Friday, August 29, 2008

Barrypalooza: Requiem


It's all over. Barack Obama has been nominated for the Presidency of the United States, Joe Biden as VP, and Mile High Stadium has seen at least one team that is predicted to win more than it loses. What initially seemed like the lamest outdoor music festival in history was actually a political rally in disguise. Sheryl Crow and will.i.am used to blunt anger over the fact that people had to sit around for five hours listening to Pat Leahy before Barack Obama showed up.

Al Gore gave one of his famous "If I acted like this in 2000 I could have squeezed a few hundred more votes out of Florida" speeches, confounding a bewildered Sean. Tim Kaine tried to lead a call and response chant, looking and sounding like every school principal at a pep rally, trying to get the kids into it for the big game against Rival School High.

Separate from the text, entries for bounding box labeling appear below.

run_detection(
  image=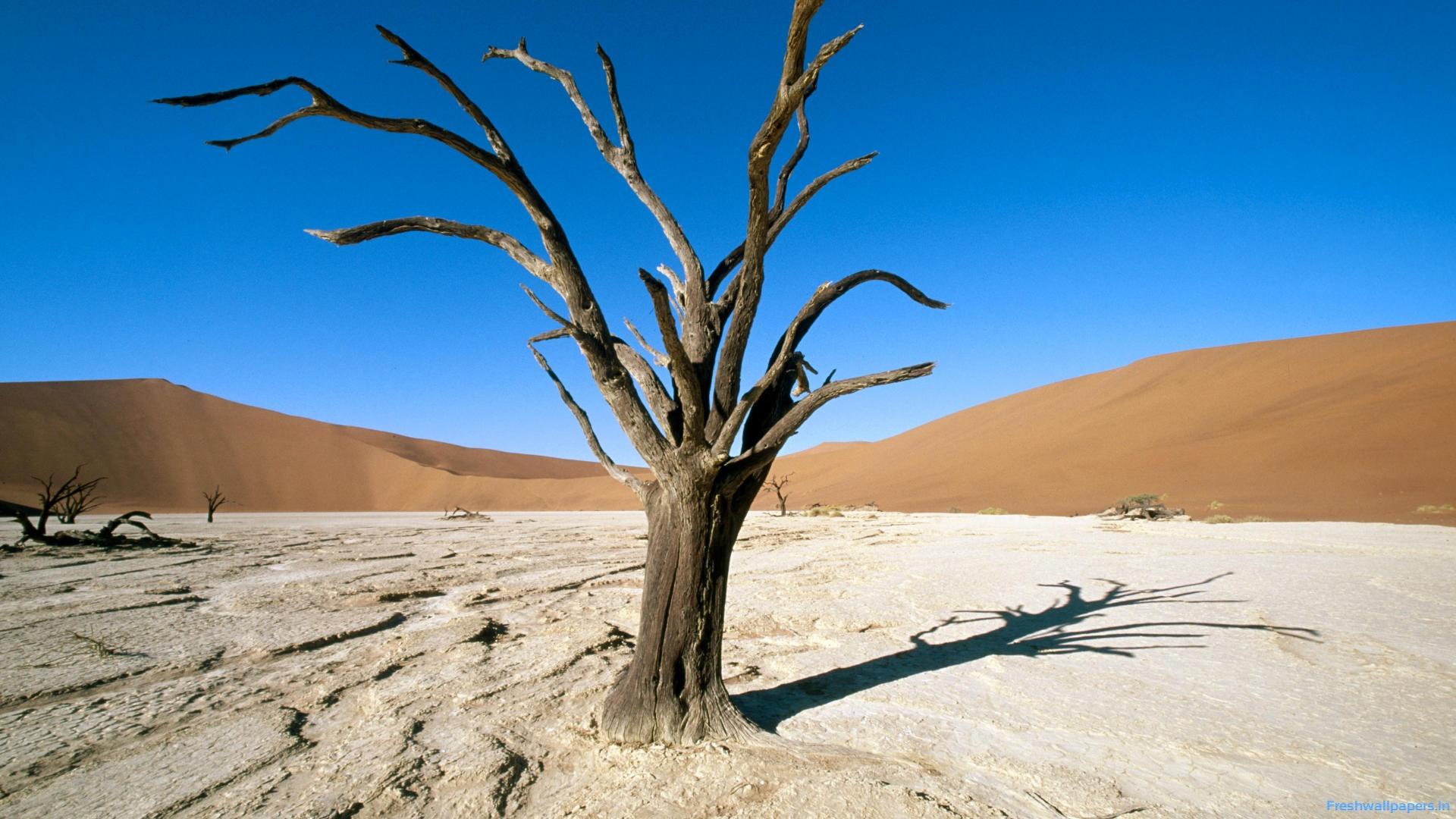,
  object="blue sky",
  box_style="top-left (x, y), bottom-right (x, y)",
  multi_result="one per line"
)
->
top-left (0, 0), bottom-right (1456, 460)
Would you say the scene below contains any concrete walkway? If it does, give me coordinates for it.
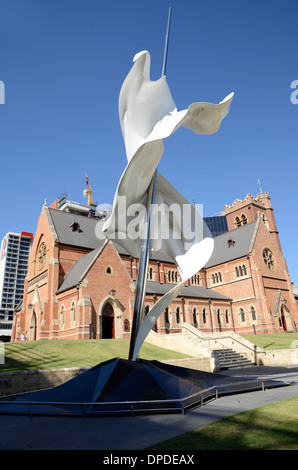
[0,368,298,451]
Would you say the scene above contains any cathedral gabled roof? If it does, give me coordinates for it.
[205,219,260,268]
[56,246,103,294]
[48,208,104,249]
[146,281,231,300]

Then Obama strode to the stage. He delivered a pretty damn fine speech if I don't say so myself. Listed about thirty policy proposals, his theories on how government should act, his life story, and what was in many ways the harshest attacks on McCain and Bush during the convention. Well, except for John Conyers leading an F-U-C-K-B-U-S-H chant and Claire McCaskill angrily sticking a large hunting knife into a pumpkin with Dick Cheney's face on it. He topped it with some MLK references, fireworks shot off, he hugged one of his daughters but not the other, then walked around arm in arm with Joe Biden grinning like an idiot, before planting one right on the lips of Jill Biden. Oh, Barack was feeling it. Barack threw down the gauntlet, challenged McCain, and defended liberalism and the Democratic party in places where people don't usually do it: the podium of the Democratic convention and on TV.

The media seemed to love it, the speech and staging working well, and Republican response seemed oddly unnerved. Like they just had their pants pulled down and their genitals critiqued for an audience of millions. They'll try to start blunting the speech today with McCain's VP selection, which if early word is accurate happens to be Sarah Palin from Alaska. Good luck trying to look and sound that good John, you'll need it.

Photo from troeth used under creative commons license.